CLASSIFI results for some gene clusters are expected based on our current understanding of B cell physiology. For example, the GO term giving the lowest probability in Gene Cluster #1 is "nucleus". This gene cluster represents genes which are upregulated in response to all three ligands: AIG, CD40L, and LPS, and includes genes involved in transcription, replication and RNA processing. All three of these ligands induce cellular activation [1, 2, 15] and proliferation (data not shown), so we would expect these kinds of nuclear genes to be highly expressed in B cells stimulated with all three ligands. The GO term giving the lowest probability in Gene Cluster #6 is "oxidoreductase activity, acting on NADH or NADPH". It has recently been shown that stimulation through CD40 and other TNF family members results in the production of reactive oxygen species through NADPH [16]. Importantly, many of the GO terms giving the low probabilities in a given gene cluster are functionally related, e.g. monovalent inorganic ion transport, ion transport, transporter activity, and cation transport in Gene Cluster #18 (Table 2).

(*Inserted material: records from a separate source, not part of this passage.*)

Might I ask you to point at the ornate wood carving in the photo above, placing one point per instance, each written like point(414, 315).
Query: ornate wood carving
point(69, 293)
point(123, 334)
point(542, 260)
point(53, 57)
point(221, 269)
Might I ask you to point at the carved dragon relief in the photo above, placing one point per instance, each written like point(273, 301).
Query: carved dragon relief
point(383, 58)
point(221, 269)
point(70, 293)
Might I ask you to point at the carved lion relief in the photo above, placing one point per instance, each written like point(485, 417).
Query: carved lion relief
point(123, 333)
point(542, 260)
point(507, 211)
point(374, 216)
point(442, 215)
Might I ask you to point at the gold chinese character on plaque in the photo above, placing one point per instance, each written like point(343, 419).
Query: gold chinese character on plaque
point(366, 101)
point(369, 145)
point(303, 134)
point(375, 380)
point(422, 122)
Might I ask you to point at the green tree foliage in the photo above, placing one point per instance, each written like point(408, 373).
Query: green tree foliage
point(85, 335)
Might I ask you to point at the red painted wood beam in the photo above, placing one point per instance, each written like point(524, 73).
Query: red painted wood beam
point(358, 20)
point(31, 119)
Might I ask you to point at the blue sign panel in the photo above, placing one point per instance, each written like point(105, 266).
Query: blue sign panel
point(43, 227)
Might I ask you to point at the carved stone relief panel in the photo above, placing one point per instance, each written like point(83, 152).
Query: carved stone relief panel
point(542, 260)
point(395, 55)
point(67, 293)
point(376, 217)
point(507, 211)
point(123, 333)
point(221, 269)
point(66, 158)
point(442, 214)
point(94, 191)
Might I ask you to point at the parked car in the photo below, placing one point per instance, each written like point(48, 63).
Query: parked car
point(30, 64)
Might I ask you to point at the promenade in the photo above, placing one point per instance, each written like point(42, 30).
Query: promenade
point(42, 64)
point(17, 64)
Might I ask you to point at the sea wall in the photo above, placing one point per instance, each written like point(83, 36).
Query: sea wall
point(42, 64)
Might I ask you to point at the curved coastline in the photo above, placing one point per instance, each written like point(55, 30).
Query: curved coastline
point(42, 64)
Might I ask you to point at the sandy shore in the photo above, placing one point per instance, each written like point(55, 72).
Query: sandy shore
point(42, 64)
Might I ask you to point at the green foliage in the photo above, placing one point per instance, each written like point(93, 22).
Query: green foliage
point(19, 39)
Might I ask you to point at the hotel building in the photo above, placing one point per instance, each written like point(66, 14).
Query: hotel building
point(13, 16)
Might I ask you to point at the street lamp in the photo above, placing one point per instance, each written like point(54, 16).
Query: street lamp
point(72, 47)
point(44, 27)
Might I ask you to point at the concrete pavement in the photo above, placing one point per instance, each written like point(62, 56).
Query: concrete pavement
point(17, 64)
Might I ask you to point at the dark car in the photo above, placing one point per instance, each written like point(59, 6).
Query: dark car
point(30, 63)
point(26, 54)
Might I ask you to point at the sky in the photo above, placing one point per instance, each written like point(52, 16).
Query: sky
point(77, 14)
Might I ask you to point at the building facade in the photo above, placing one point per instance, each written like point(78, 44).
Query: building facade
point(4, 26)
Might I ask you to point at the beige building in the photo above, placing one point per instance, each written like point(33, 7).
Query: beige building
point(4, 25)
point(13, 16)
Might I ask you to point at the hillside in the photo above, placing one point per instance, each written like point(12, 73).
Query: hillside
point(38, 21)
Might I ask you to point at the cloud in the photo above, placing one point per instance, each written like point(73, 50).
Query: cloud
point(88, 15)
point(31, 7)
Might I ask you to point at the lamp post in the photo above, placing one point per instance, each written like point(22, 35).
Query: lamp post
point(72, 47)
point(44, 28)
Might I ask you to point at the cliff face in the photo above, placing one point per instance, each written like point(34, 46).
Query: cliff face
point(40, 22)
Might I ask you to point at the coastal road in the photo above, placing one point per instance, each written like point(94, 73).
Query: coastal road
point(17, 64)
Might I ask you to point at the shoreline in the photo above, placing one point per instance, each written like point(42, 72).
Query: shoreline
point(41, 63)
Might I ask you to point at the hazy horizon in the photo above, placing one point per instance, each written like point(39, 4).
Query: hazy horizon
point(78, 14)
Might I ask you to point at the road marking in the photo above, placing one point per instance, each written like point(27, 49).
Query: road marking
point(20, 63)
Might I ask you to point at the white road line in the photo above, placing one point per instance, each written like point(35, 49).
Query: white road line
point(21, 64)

Table 2 Excerpt of CLASSIFI results for six gene clusters giving significant probabilities

Experimental validation of CLASSIFI-derived biological predictions

CLASSIFI analysis should be viewed as a hypothesis-generating tool. While the statistical analysis is compelling, predictions that derive from the hypotheses should be verified experimentally. We were particularly interested in the AIG-specific Gene Cluster #18 because these genes represent biological processes that are unique to antigenic stimulation rather than the general activation responses induced by all three ligands. The GO term giving the lowest probability in Gene Cluster #18 is "monovalent inorganic cation transport" (GO:0015672). An examination of the genes annotated with this GO term revealed multiple components of the vacuolar ATPase H+ pump (Table 3). Since stimulation through the BCR induces internalization of the receptor-antigen complex and trafficking through the endocytic system, "monovalent inorganic cation transport" could reflect the acidification of vesicles as they progress from endosomes to lysosomes during endocytosis. This AIG-specific cluster also contained an overrepresentation of genes involved in general "transporter activity" (GO:0005215), which includes genes like Rab9, sorting nexin 5 (Snx5) and N-ethylmaleimide sensitive fusion protein attachment protein alpha (Napa) that are involved in endosome trafficking and vesicle fusion. These observations led us to consider the hypothesis that AIG might induce the expression of various components of the endocytic and vesicle transport pathways in a manner that is independent of its effects on the general metabolic activation and proliferation of B cells, and that this might be part of a B cell-specific antigen processing and presentation function.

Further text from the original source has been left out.